Cross Entropy "sum"/N vs Cross-Entropy "mean"

F.cross_entropy(results,labels,weight = torch.Tensor([3, 1, 9, 8]).cuda(),reduction="sum")/results.shape[0]
Out[13]: tensor(2.0683, device='cuda:0')
F.cross_entropy(results,labels,weight = torch.Tensor([3, 1, 9, 8]).cuda(),reduction="mean")
Out[14]: tensor(0.9643, device='cuda:0')

What am I missing? Why is this not equal? Its somehow connected to weighting but I did not figured out how…yet. Thanks.

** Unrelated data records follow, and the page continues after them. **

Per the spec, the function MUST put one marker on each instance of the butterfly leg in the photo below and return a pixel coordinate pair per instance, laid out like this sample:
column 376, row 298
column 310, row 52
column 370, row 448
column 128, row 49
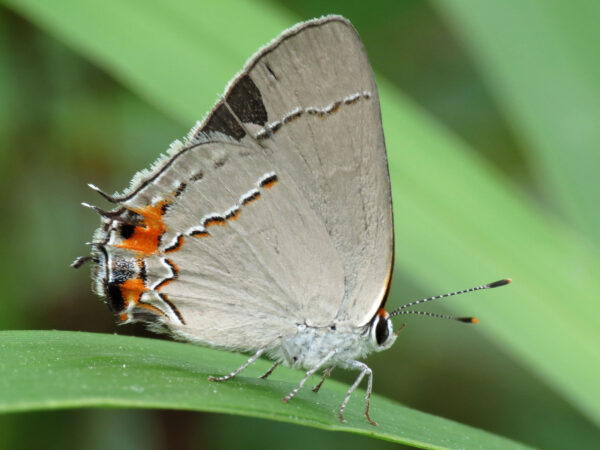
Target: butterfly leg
column 364, row 370
column 326, row 374
column 270, row 371
column 320, row 364
column 239, row 369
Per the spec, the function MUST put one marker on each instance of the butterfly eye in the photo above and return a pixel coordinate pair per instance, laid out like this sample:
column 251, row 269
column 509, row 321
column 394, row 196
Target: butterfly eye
column 382, row 330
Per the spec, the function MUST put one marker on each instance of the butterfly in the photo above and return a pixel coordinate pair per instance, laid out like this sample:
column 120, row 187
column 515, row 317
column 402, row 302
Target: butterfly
column 269, row 229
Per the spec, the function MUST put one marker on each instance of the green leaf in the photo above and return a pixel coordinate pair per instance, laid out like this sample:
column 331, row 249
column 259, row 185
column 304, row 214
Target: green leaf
column 458, row 220
column 541, row 61
column 57, row 369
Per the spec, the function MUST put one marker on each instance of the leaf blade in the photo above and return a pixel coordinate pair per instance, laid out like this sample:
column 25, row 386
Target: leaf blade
column 61, row 369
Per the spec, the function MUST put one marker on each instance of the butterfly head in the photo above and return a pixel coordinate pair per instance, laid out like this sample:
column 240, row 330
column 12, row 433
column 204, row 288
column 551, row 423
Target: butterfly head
column 382, row 331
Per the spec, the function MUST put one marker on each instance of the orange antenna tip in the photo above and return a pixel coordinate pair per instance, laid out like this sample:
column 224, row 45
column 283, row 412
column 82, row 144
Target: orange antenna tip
column 499, row 283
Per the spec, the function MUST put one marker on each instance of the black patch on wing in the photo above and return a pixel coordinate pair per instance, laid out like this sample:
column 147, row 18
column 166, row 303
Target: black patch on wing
column 222, row 120
column 116, row 302
column 245, row 100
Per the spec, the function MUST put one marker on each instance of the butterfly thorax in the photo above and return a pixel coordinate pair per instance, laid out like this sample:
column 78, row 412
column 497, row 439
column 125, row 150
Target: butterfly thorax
column 311, row 344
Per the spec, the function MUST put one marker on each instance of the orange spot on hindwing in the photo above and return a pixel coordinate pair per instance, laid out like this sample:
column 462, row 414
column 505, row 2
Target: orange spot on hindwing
column 145, row 236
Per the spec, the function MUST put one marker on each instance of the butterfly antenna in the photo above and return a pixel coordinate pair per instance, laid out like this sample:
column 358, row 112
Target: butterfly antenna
column 401, row 310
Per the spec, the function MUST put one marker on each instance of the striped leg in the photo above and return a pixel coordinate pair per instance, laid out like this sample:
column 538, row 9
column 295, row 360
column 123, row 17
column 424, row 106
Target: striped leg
column 270, row 371
column 364, row 370
column 326, row 374
column 320, row 364
column 239, row 369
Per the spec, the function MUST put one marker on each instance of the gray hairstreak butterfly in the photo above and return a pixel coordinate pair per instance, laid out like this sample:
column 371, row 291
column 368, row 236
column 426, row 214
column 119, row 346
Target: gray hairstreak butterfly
column 269, row 229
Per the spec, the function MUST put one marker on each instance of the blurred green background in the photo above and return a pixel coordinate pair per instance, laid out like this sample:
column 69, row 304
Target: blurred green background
column 512, row 88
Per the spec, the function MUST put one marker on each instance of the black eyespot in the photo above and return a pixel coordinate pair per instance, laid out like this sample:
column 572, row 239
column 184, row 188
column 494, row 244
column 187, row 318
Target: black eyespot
column 382, row 331
column 126, row 230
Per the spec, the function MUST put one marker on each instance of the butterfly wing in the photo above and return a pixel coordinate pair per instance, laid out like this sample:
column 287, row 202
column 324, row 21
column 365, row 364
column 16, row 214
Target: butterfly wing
column 276, row 211
column 324, row 126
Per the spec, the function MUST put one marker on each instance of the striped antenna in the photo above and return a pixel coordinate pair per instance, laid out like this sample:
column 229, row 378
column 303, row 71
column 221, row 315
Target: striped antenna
column 401, row 310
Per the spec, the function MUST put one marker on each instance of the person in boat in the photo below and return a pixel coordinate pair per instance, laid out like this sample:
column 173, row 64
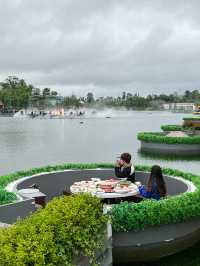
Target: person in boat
column 156, row 187
column 124, row 168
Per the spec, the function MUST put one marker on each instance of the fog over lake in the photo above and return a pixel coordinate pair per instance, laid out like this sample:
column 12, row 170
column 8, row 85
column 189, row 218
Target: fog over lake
column 27, row 143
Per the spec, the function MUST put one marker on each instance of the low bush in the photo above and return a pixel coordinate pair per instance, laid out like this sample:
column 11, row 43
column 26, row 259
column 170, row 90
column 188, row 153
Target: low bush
column 127, row 216
column 135, row 217
column 192, row 118
column 172, row 127
column 156, row 137
column 67, row 228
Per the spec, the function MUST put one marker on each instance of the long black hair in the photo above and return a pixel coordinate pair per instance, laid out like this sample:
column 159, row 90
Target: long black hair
column 156, row 172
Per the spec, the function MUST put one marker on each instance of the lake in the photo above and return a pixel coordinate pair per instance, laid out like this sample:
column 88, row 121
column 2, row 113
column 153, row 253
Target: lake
column 27, row 143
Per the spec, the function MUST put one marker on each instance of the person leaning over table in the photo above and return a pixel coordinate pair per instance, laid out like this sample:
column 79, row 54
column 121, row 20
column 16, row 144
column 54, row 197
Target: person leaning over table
column 124, row 168
column 155, row 187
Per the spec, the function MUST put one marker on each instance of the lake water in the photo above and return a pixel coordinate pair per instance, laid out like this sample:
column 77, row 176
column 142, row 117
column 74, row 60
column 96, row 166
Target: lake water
column 27, row 143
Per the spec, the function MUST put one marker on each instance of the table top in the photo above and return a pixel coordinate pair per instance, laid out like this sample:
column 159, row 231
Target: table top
column 30, row 193
column 101, row 188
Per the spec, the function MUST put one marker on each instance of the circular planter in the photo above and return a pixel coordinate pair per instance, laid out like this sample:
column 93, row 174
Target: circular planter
column 155, row 242
column 170, row 149
column 127, row 246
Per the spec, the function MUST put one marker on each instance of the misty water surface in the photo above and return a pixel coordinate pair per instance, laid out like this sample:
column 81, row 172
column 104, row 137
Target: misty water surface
column 27, row 143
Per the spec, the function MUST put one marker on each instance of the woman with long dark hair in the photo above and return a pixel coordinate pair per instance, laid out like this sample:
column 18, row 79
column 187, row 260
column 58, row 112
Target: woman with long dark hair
column 155, row 187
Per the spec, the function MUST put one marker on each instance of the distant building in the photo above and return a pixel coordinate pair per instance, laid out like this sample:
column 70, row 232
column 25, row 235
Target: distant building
column 185, row 107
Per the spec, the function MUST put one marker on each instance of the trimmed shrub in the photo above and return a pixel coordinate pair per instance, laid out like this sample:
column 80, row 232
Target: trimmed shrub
column 172, row 128
column 67, row 228
column 156, row 137
column 192, row 118
column 134, row 217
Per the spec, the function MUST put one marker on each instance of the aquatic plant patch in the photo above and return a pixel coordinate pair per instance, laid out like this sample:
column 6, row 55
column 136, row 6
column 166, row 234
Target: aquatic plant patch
column 154, row 137
column 67, row 228
column 172, row 127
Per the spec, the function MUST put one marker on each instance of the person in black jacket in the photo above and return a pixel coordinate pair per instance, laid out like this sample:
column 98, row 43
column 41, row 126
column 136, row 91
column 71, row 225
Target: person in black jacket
column 124, row 167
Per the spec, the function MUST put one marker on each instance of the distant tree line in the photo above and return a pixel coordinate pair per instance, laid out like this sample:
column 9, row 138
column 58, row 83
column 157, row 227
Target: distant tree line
column 16, row 94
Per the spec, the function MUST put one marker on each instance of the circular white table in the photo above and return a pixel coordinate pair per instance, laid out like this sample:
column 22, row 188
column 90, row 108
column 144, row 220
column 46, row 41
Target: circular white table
column 108, row 195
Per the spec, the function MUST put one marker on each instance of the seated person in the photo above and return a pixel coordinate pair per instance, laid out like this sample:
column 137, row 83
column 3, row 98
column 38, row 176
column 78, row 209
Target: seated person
column 124, row 167
column 156, row 187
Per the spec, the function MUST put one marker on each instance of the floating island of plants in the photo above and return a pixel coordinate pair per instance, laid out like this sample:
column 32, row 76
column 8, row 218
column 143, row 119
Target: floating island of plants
column 180, row 140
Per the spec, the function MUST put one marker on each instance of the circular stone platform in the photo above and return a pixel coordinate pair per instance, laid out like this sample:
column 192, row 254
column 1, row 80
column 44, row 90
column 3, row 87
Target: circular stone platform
column 129, row 246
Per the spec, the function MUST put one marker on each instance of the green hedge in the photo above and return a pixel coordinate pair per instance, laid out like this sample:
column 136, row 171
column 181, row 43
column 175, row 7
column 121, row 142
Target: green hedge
column 191, row 118
column 135, row 217
column 155, row 137
column 68, row 227
column 128, row 216
column 172, row 127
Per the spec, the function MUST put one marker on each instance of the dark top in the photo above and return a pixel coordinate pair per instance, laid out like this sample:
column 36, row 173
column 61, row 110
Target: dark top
column 125, row 172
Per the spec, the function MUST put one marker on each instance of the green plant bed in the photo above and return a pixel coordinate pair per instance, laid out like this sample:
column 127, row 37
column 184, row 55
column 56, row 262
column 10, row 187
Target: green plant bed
column 191, row 118
column 172, row 127
column 167, row 157
column 67, row 228
column 135, row 217
column 128, row 216
column 178, row 128
column 155, row 137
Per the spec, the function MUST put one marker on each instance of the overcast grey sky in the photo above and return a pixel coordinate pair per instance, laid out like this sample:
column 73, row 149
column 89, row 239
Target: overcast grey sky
column 103, row 46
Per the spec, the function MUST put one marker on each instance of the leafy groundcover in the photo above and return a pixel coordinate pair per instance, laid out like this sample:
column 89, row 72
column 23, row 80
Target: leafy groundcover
column 156, row 137
column 172, row 127
column 127, row 216
column 67, row 228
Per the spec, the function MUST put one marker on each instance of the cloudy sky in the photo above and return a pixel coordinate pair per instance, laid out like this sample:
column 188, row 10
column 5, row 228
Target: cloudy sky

The reduction="mean" will do average with respect to all elements, but in the other one, you are calculating the average with respect to bacth-size. So the denominator for computing the average in the first case is just batch-size (results.shape[0]), where is in the other case it is np.prod(results.shape).

3 Likes

Sure, no problem! :blush:

Actually I tried that and this is not true. The difference in my example is caused by weighting scheme. If there would be no weight parameter in the function the results are the same. The normalization should be actually be weighted by class weights.

weights = torch.Tensor([3, 1, 9, 8]).cuda()
F.cross_entropy(results,labels,weight = weights,reduction="sum")/sum([weights[k] for k in labels]) 

produces the same output.

Yes, that’s right. I had ignored the weights in my reply. So as you have pointed out with weights, it should be divided by the sum of the weights.